Вернувшись из университета этим днем, Ким только тем и занимался, что перечитывал еще и еще раз все документы. В них было всё, о чём его предупреждали и к чему готовили предыдущие полгода. «Все данные об экспедиции строго засекречены… 8 участников… Цель: изучение и сбор данных о составе земной коры региона… Хабаровский край… Тугуро-Чумиканский район…». Его западная часть — самое желанное и труднопроходимое место для исследований всех ученых мира. «Обстановка на месте: нет данных, население: нет данных». «Конечно, — подумал Ким, — эти места ведь никто толком так до сих пор и не исследовал, всё вдохновение и можно искать только на карте, составленной с космического спутника. До ближайшего населенного пункта — прибрежного местечка Чумикан — сотни километров. В непроходимых условиях тех мест это расстояние смело можно умножать в десять, а то и в пятнадцать раз. Да и чем может помочь маленькое село в случае, если экспедиция попадет в беду? Ведь там даже и больницы как таковой нет. До крупных же городов и того в несколько раз дальше».

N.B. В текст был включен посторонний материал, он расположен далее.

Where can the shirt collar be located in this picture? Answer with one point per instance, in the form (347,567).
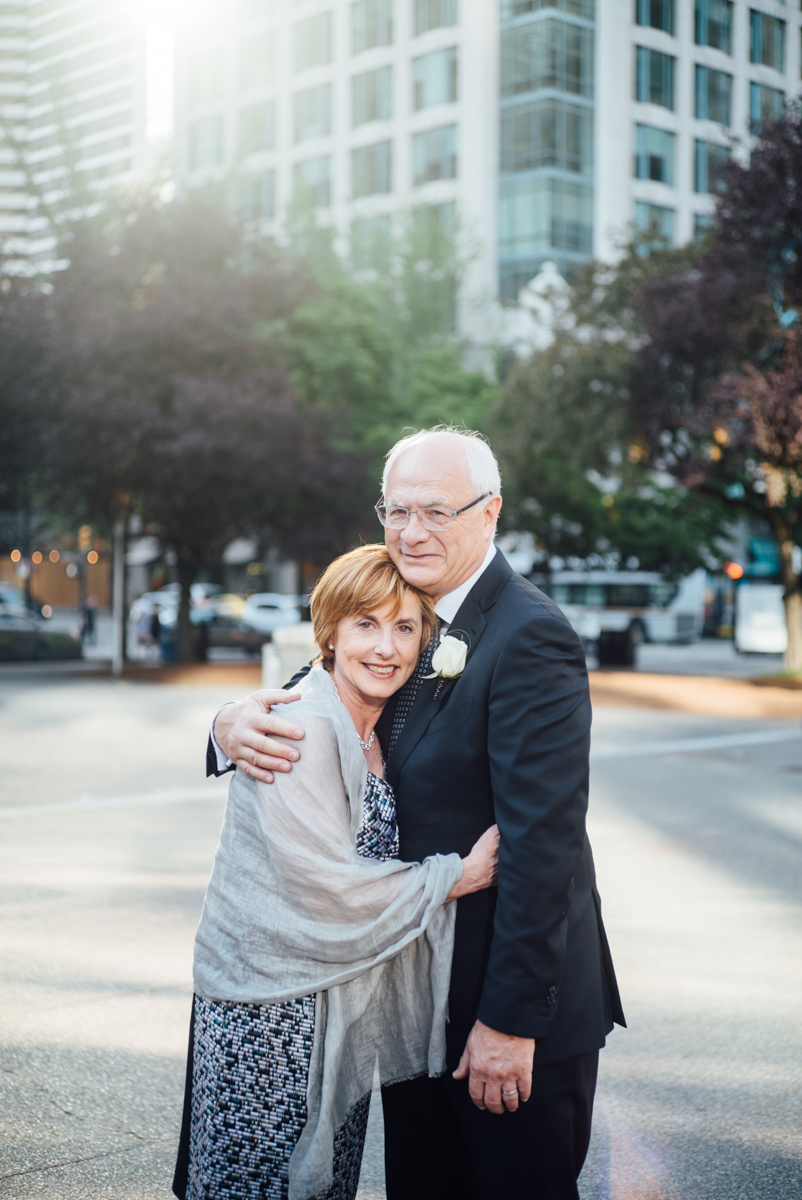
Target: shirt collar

Разумеется, Ким и до этого момента участвовал во многих геологических экспедициях, но не в таких, а в учебных, ознакомительных, студенческих, по давно изведанным местам и исхоженным тропам. Но вот в чём было его недоумение, так это в том, почему внешне эта экспедиция сразу казалось более засекреченной, чем все остальные. Даже если взять в расчет то, что это первая серьезная геологическая разведка на Дальнем Востоке, секретов и странностей в подготовке к экспедиции, в ее деталях, было несоизмеримо больше, чем казалось разумным. С остальными семью участниками он лично не был знаком даже сейчас, им не разрешали видеться. Он мог лишь изучать их досье, биографии, видеть фотографии из личных дел, даже подробно ознакомиться с содержанием их дипломных и курсовых работ, если потребовалось бы, но увидеть этих студентов вживую, поговорить с ними ему ни за что не разрешалось, как понял Ким, им самим также воспрещалось видеться друг с другом по неизвестным причинам. Все они были из разных высших учебных заведений страны, и более того — из разных городов. Из Москвы, в частности, кроме Кима никого не было. Даже не все из них получили диплом геологического факультета, как бывает всегда, часть его будущих товарищей по экспедиции изучала совсем другие науки. Их всех и роднили лишь идеальная успеваемость и примерно один возраст.